What I did love is the story of Rent and the way it highlights the bohemian lifestyle and what it means. This subject is especially near and dear to my heart right now as we just wrapped my own indie film; Valley Fog, which is also about the bohemian lifestyle. So, what exactly is "La Vie Boheme" that the cast sings about? These are the artists. This is the counterculture. This is the very small group of people, in every society, that directly questions the prevailing values embodied in the culture around them. While the bohemians in Rent live the total underclass lifestyle in an aids and drug-ridden squat in 1989 NYC, the lifestyle has been shown more recently in a film called "Undiscovered", which is about a young musician facing the industry.

Undiscovered and Rent have the typical antagonists, the A&R guy, the landlord, the people who want to rape your talent, who want you and need you to sell out. Valley Fog takes this into Silicon Valley as we see these executive level guys exploring the young SF talent in filmmaking. It's the same vampire game shown so brilliantly in The Graduate; the older, established, burdened, trapped generation trying to suck the life out of the young in order to justify their own sad, fearful decisions. I think Rent is too sad. And, with the story coming out of the Reagan era, it is understandably sad. We are at a similar point today, with the conservative right in full control.

Don't ask about our bohemia today. It doesn't seem to have a strong voice these days. Although the powerful boomers have stood up to the plate with an enormous slate of films this year, and we have label-supported Green Day, Howard Stern, Bram Cohen, and the hackers, I would not call any of that particularly bohemian.

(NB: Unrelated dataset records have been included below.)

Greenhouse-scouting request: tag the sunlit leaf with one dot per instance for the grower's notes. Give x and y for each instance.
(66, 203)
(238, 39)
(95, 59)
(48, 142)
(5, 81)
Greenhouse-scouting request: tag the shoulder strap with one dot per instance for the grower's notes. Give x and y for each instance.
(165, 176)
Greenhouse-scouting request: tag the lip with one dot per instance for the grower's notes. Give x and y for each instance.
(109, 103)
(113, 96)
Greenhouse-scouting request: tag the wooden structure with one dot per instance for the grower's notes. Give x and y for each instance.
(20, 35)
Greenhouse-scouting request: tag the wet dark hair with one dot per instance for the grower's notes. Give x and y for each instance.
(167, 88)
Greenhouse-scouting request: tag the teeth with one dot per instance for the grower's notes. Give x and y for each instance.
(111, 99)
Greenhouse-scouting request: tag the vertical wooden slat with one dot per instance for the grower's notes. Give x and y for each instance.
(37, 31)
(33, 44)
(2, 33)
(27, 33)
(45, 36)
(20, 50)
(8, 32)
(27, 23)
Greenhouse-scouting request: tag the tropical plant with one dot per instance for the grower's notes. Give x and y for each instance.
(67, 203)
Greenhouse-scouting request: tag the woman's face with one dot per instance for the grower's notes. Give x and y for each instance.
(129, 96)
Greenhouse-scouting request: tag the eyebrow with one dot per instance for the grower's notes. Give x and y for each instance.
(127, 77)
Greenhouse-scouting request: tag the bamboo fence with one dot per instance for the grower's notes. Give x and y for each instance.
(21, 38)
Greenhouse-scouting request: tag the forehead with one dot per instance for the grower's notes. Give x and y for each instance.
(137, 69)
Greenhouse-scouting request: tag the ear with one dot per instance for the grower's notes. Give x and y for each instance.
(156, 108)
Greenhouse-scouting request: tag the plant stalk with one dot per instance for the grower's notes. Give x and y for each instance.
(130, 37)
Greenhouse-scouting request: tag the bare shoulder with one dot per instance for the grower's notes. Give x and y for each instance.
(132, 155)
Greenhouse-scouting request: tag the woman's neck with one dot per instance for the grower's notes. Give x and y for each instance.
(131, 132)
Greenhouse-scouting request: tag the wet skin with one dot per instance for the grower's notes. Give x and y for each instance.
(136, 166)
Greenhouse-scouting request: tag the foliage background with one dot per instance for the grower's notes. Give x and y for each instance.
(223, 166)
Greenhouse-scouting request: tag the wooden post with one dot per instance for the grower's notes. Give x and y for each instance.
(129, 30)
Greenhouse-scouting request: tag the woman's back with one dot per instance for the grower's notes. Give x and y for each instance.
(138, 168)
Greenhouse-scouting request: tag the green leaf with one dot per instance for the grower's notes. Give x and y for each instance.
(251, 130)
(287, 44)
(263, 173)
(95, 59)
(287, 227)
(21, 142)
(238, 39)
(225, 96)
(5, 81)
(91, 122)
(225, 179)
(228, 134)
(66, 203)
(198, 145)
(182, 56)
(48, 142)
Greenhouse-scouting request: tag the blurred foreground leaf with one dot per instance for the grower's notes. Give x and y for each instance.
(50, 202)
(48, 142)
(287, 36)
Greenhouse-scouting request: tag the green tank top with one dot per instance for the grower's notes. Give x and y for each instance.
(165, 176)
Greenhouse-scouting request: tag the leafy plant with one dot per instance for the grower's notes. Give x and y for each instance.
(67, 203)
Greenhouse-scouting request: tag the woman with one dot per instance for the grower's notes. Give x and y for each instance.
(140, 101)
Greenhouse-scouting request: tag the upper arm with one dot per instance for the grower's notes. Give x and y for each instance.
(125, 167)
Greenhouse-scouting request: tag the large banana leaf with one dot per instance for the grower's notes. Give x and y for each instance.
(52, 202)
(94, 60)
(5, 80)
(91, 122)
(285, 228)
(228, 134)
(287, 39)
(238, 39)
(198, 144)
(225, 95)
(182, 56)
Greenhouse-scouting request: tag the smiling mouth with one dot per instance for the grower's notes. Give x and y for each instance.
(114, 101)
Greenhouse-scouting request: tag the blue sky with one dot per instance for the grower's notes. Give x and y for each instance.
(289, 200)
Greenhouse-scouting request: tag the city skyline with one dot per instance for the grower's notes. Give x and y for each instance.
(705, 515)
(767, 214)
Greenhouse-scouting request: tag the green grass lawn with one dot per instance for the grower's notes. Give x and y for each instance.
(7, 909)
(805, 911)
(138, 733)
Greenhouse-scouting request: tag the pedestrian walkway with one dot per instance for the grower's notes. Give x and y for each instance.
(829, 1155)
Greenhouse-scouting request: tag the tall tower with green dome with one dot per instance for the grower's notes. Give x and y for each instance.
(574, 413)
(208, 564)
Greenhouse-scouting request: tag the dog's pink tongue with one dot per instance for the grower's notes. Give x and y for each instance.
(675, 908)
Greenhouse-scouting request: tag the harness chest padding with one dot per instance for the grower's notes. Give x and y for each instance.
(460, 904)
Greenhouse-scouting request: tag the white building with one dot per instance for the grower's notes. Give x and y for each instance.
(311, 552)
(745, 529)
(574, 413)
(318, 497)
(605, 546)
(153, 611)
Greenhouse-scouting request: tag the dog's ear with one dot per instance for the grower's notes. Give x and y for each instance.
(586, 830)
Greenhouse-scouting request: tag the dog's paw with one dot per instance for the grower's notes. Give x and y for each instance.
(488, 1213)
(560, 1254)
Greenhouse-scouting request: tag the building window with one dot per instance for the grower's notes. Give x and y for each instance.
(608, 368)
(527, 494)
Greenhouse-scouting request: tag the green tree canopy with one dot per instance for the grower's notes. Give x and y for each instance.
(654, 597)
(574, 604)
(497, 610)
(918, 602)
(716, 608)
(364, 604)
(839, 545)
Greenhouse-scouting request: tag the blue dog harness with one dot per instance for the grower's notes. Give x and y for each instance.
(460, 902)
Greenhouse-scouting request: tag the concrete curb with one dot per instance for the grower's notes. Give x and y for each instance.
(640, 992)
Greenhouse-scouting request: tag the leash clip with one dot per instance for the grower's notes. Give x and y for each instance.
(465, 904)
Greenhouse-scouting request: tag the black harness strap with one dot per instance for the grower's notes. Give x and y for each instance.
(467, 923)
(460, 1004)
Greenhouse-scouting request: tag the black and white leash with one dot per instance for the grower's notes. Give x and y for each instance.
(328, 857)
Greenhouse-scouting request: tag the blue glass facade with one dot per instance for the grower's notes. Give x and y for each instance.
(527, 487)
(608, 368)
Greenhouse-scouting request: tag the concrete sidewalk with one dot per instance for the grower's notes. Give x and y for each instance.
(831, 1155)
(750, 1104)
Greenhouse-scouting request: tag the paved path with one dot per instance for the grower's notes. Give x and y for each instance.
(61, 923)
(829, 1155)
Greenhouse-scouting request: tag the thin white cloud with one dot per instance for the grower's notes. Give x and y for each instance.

We need a grass roots artistic movement and about the closest thing to it that I can see right now, other than possibly the true hip-hop (as opposed to the 50Cent manufactured type) community, also in SF, is the indie film community which is burgeoning beautifully through the film schools, websites, festivals and operations like CinemaSport. This is where many of the brilliant new ideas and observations are springing to life today. So, in the words of Rent, "Viva La Vie Boheme!".